La mère Kélère frisait la crise de nerfs : « Ces deux-là ont le Sotré dans l’corps ». Elle menaça nos parents des foudres du Ciel s’ils ne corrigeaient pas leurs satanés rejetons. Alors, la maman nous réprimanda. Alors, le papa s’en mêla. Sans résultat. Ma sœur multipliait ses interventions. Le Sotré finirait bien par pointer son museau. Jusqu’au jour où un lugubre couinement annonça le Fanfan. Il gara son vélo contre la bordure de trottoir :
- Vous d’vez pas sauter sur les portes de Madame Kélère (Il agita un doigt menaçant en faisant les gros yeux) Si vous recommencez, j’vous mets en prison.

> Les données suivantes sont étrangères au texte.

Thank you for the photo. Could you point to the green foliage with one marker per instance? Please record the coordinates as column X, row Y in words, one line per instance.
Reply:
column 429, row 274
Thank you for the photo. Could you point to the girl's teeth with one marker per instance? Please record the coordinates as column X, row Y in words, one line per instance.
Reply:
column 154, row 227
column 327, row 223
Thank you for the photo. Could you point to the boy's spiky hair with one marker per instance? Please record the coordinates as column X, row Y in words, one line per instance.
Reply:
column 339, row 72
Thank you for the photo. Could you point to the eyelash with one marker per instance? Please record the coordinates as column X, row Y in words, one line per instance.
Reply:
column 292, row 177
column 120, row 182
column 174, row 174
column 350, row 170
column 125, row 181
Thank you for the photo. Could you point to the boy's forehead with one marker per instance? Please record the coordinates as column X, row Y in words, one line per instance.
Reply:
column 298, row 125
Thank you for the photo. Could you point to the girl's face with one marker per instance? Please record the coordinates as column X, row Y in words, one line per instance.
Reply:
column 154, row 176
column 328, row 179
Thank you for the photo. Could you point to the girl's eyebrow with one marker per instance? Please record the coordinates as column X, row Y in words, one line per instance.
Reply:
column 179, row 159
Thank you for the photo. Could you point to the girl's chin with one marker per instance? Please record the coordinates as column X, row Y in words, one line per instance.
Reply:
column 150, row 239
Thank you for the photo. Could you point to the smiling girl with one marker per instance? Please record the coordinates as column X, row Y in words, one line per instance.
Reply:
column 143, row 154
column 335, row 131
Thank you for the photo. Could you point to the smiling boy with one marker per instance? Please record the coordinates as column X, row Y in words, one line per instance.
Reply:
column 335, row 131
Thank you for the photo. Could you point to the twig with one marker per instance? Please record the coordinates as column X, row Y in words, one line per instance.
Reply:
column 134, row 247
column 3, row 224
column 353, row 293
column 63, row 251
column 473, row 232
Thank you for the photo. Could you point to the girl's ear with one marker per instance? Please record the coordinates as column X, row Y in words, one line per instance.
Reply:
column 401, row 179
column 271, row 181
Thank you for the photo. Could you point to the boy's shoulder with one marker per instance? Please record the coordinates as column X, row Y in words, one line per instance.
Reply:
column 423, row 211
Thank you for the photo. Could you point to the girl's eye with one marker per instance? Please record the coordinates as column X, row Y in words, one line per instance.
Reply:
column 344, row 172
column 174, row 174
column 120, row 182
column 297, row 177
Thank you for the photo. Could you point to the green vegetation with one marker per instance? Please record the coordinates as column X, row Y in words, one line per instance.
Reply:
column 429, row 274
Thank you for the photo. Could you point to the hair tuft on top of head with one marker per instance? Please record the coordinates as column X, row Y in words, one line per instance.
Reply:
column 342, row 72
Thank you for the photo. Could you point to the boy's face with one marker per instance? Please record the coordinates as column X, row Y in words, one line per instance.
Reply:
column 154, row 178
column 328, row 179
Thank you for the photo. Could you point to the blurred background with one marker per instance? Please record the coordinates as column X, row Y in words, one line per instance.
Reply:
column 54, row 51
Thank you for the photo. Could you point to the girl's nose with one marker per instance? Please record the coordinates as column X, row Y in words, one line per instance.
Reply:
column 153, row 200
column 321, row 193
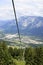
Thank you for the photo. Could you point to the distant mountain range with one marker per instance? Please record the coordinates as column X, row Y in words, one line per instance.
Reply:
column 28, row 25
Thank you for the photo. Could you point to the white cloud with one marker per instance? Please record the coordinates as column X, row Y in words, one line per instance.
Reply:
column 39, row 24
column 23, row 7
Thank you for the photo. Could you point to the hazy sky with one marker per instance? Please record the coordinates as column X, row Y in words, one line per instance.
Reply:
column 23, row 7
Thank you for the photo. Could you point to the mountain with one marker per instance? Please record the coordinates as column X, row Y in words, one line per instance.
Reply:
column 28, row 25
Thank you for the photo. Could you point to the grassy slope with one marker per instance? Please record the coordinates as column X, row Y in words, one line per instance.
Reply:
column 18, row 62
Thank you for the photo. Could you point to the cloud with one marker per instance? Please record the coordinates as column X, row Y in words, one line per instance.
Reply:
column 23, row 7
column 39, row 24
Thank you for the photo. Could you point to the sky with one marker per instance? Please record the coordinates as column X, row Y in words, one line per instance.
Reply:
column 23, row 8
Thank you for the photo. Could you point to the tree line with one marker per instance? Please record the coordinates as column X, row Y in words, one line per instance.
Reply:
column 31, row 56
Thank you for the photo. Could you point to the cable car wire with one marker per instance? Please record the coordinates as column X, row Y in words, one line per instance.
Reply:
column 16, row 20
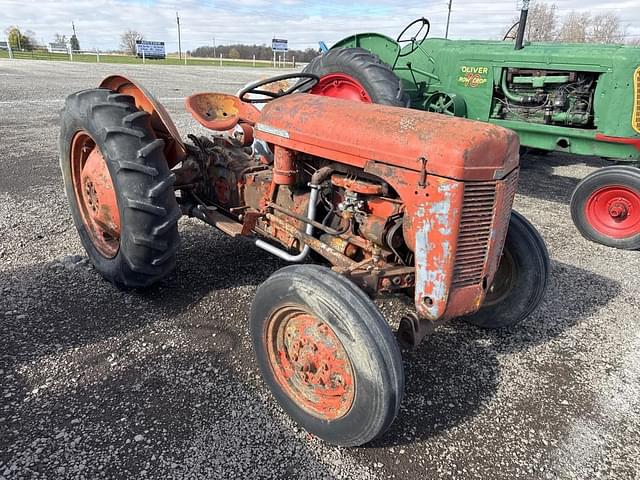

Sans demander mon reste, je m’enfuis en pleurant. Mais, ma sœur… Son regard s’assombrit, elle mit les mains sur ses hanches, le fixa dans les yeux :
- Te f’rais mieux de mettre l’Sotré en prison !
Le Fanfan était un homme d’une quarantaine d’années plutôt ventripotent. Ce qui lui donnait une allure débonnaire. Il réajusta son képi de sergent de ville, se força à prendre une grosse voix :
- T’vâs voir, si t’es pas gentille ! (...) Laisse-moi tranquille, toi !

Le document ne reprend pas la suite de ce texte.